The Corner

Politics & Policy

Let’s Wait and See about the FBI ‘Conspiracy’

The heated rhetoric from Hill Republicans, talk radio, and some Fox News opiners is rapidly approaching eleven on a ten-point scale. Yesterday, Rush floated the idea that the Deep State might be so pernicious that it deceived George W. Bush into the Iraq War. Lou Dobbs wants “top people” at the FBI taken into custody by U.S. Marshals. Ditto Hannity and Pirro. And, of course, Jerry Falwell Jr. is in on the act.

But when Senator Ron Johnson got over his skis last night asserting not just bias but “corruption” at the FBI and hyping claims from an “informant” of a “secret society” scheming to do . . . something, I got a bad feeling. Asked by Bret Baier to clarify what, exactly, the senator was insinuating, Johnson responded with little more than a shrug and a statement that the matter needs to be dug into.

On the left, everyone is laughing and heaping scorn on this alleged effort to distract from the Mueller probe, which they all seem convinced will find proof that Donald Trump is indeed a foreign agent obstructing justice for fun and profit.

Me? I’m stuck in the middle again.

From the outset, I’ve mostly taken a wait-and-see approach to the Russia “collusion” allegations and the Mueller probe. I think I’ll take a wait-and-see approach to all of this Strzok-Page-secret-society stuff too. There’s just too much theatrics and chest thumping involved. By all means, let’s have the appropriate investigations. Let’s have some hearings. Let’s make it so that poor Andy McCarthy never, ever gets any sleep, as he remains one of the few explainers of this stuff who never loses his cool or takes leave from the facts.

Again, there are some legitimately disturbing facts (and allegations of facts) swirling around the FBI, the Mueller investigation, etc. But there’s also an astonishing amount of manufactured outrage, absurd dot-connecting, and near-hysteria. It’s as if everyone who shouts about the other side being conspiracy theorists needs to have a conspiracy theory all their own as well.

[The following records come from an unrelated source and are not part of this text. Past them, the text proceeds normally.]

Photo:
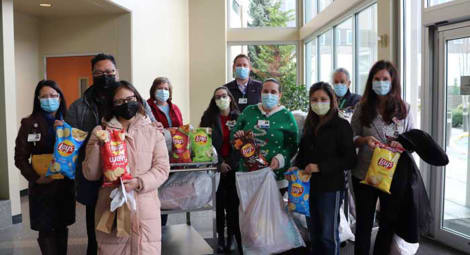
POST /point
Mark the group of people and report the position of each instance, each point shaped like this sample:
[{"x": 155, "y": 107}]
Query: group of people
[{"x": 326, "y": 150}]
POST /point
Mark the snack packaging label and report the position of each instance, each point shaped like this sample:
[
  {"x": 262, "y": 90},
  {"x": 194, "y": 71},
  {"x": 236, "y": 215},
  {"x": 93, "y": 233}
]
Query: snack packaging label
[
  {"x": 201, "y": 144},
  {"x": 181, "y": 142},
  {"x": 299, "y": 190},
  {"x": 67, "y": 144},
  {"x": 113, "y": 156},
  {"x": 250, "y": 152},
  {"x": 382, "y": 167}
]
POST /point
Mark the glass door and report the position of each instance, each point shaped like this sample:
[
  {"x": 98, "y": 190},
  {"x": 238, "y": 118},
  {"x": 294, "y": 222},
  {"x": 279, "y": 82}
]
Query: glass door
[{"x": 452, "y": 223}]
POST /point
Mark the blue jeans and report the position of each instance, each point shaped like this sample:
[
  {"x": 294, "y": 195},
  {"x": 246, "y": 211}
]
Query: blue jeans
[{"x": 324, "y": 222}]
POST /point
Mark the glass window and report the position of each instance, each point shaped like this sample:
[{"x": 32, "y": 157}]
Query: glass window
[
  {"x": 436, "y": 2},
  {"x": 267, "y": 13},
  {"x": 311, "y": 62},
  {"x": 366, "y": 45},
  {"x": 322, "y": 4},
  {"x": 326, "y": 55},
  {"x": 343, "y": 46}
]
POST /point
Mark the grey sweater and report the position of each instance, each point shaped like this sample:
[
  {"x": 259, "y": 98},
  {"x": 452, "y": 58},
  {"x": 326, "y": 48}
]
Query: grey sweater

Meanwhile, this #ReleaseTheMemo campaign is obviously a PR stunt. But that in itself is not damning. PR stunts are sometimes valid efforts to get a real story out. I’m actually impressed that congressional Republicans were effective at messaging for once. I wouldn’t have predicted that it would work this well. After all, Republicans insinuating that a memo written by a Republican committee chairman in a Republican-controlled Congress during a Republican presidency is being hidden from the public by some force or entity other than the Republicans strikes me as kind of hilarious. As is the idea that all of these Republicans saw it, but no one leaked it because leaking is just wrong. (It is wrong, but come on.) That said . . . hey, it was just crazy enough to work.

Of course, this stunt — and so much else — will look not just absurd but dishonorable if the memo doesn’t live up to the hype.

That’s why I’d caution Republican politicians from taking their cues from President Trump’s Twitter feed or the media platforms that unapologetically fuel his persecution complex. If professional opiners want to go the way of Alex Jones and Jim Hoft, fine. But the GOP itself should think twice. If Ron Johnson’s performance on Special Report last night is a preview of what is yet to come, I think some Republicans may be painting themselves into an ugly corner. If you go all in with this conspiracy mongering, the only way to be vindicated is if the conspiracy is 100 percent verified. How often does that happen?